On the one hand: “…what coder is slinging 100 lines of code a day? That’s an exceptionally GREAT day of coding… ” and on the other, “Strong typing is one reason that languages like C++ and Java require more finger typing…”
There’s a lot of froth right now that claims that implicit typing is an important contributor to programmer productivity. The all-industries average productivity in software development is 1,500 debugged lines of source code per month — call it 75 lines per day. Also, it’s long been said that the number of lines per code written per month is pretty much independent of the language used; it varies greatly per individual, but the same programmer reasonably versed in Python and COBOL will write about the same amount of lines per month.
The corollary in language design is that you want to maximize the amount of expressiveness per line of code written. It takes fewer lines to express a text-matching-and-replacement intent in Python than it is in COBOL, so it’s legitimate to say that Python is more productive for that kind of work than COBOL. Similarly, a spreadsheet is more productive than Python for, say, expressing a variable rate mortgage calculation.
But the point is that finger typing on a given line is a small contributor to productivity, everything else being equal. I’ve spent the past month working in Visual Basic .NET, in which I can write:
dim x = y
dim x as Type = y
It’s my thesis that the 8 extra keystrokes in the second form are less-than-trivial in terms of mental and physical effort and have major benefits. The first form is not easier to conceive — I clearly have an intention relating to the type of x when I write the first form, it’s just a matter of making it explicit or not. But by making it explicit, I aid in comprehensibility, maintainability, and tool support.

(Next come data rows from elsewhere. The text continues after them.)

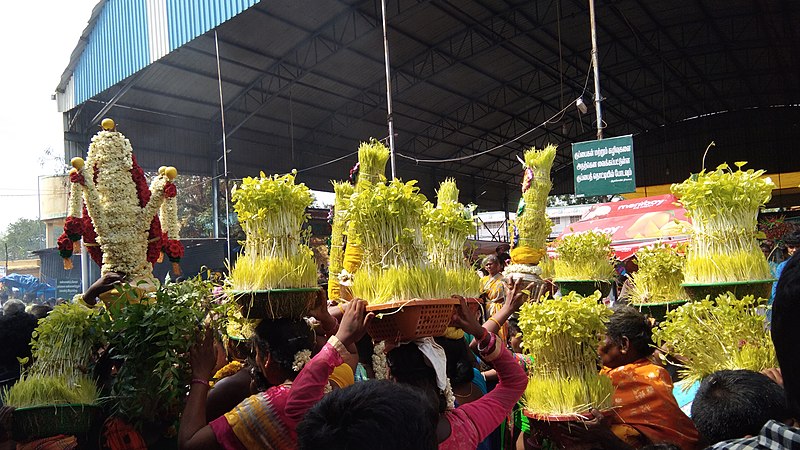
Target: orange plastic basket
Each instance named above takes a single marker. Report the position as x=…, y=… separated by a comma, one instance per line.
x=409, y=320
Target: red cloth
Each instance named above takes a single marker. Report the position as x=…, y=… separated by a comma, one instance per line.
x=643, y=395
x=473, y=422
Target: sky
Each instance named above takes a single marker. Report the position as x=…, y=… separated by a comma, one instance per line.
x=39, y=40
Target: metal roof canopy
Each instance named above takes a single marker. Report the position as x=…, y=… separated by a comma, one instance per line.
x=303, y=84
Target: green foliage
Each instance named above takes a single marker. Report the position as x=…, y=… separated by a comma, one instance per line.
x=723, y=205
x=22, y=237
x=533, y=224
x=372, y=158
x=446, y=228
x=63, y=342
x=584, y=256
x=272, y=211
x=387, y=219
x=151, y=340
x=659, y=276
x=38, y=390
x=296, y=271
x=343, y=191
x=562, y=335
x=708, y=336
x=384, y=285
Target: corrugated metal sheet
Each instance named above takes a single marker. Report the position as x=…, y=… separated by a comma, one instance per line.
x=130, y=34
x=188, y=19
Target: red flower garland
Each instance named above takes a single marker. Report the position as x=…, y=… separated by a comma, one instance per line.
x=154, y=241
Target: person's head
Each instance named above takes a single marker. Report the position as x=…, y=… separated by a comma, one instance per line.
x=731, y=404
x=40, y=311
x=460, y=361
x=13, y=306
x=629, y=337
x=514, y=335
x=660, y=446
x=277, y=342
x=369, y=415
x=408, y=365
x=785, y=317
x=792, y=241
x=492, y=265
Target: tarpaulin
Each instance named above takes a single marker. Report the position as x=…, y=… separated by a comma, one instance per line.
x=636, y=223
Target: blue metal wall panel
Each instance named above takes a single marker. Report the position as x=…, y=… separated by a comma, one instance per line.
x=188, y=19
x=116, y=49
x=119, y=44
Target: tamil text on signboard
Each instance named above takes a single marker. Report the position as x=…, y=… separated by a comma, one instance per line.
x=604, y=167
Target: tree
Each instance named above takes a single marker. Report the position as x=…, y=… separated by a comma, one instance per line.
x=23, y=237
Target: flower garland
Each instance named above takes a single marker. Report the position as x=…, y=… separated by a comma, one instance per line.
x=168, y=215
x=118, y=226
x=301, y=358
x=449, y=396
x=379, y=363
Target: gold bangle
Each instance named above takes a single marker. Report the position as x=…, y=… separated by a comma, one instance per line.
x=338, y=346
x=500, y=326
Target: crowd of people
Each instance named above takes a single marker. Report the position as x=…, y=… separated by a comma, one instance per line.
x=321, y=383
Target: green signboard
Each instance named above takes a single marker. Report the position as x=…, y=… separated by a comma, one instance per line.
x=604, y=167
x=67, y=289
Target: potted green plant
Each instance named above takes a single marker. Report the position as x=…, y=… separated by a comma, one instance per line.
x=276, y=275
x=532, y=222
x=724, y=254
x=562, y=335
x=656, y=284
x=706, y=336
x=584, y=263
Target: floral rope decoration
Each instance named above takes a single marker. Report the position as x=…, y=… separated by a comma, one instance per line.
x=168, y=215
x=118, y=225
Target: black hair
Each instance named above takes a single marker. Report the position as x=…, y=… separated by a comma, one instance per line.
x=792, y=238
x=282, y=339
x=15, y=335
x=661, y=446
x=370, y=415
x=408, y=366
x=627, y=321
x=733, y=403
x=785, y=316
x=460, y=361
x=365, y=350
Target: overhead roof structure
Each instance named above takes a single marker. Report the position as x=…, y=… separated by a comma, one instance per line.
x=303, y=82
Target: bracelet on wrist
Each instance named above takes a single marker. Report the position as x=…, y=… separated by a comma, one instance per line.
x=199, y=381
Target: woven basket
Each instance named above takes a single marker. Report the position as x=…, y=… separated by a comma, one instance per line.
x=406, y=321
x=584, y=288
x=757, y=288
x=37, y=422
x=276, y=303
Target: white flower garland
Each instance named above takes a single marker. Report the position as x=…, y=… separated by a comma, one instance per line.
x=449, y=396
x=301, y=358
x=168, y=215
x=379, y=363
x=75, y=200
x=113, y=204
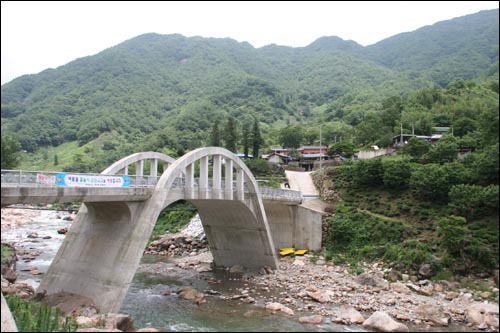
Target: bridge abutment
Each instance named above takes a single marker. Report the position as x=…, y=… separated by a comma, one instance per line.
x=100, y=254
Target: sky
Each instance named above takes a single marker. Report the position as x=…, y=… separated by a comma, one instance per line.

I’m not aware of any implicitly typed languages whose editors perform on-the-fly type inference and provide features such as code and parameter completion.
It seems incontrovertible to me that on-the-fly lists of available methods and properties provide more of a programmer boost than is lost by explicit typing. For one thing, explicit typing is only required for declaration, but on-the-fly type-support is available for wherever the variable is in scope. For another, whatever mental burden is required to explicitly state one’s intent as to type is undeniably trivial compared to the mental burden of remembering the precise form of a type’s operations.
And don’t try to argue that editor support “is not part of the language and therefore is irrelevant.” Your interaction with the editor is a language; one in which you express the programming language. Just because there’s sometimes close to a 1-to-1 correspondence between the pressing of keyboard keys and code characters, you can’t ignore the fact that the languages of editors differ in how tersely you can accomplish certain goals. With on-the-fly type support, for instance, I can express the intent to retrieve the value of x’s PropertyWithALongName with, perhaps,
And those savings in “finger typing” are at least as valid as the savings from implicit typing.
I say “implicit, schmimplicit.” Until design-time type-inferencing editors become available, be explicit.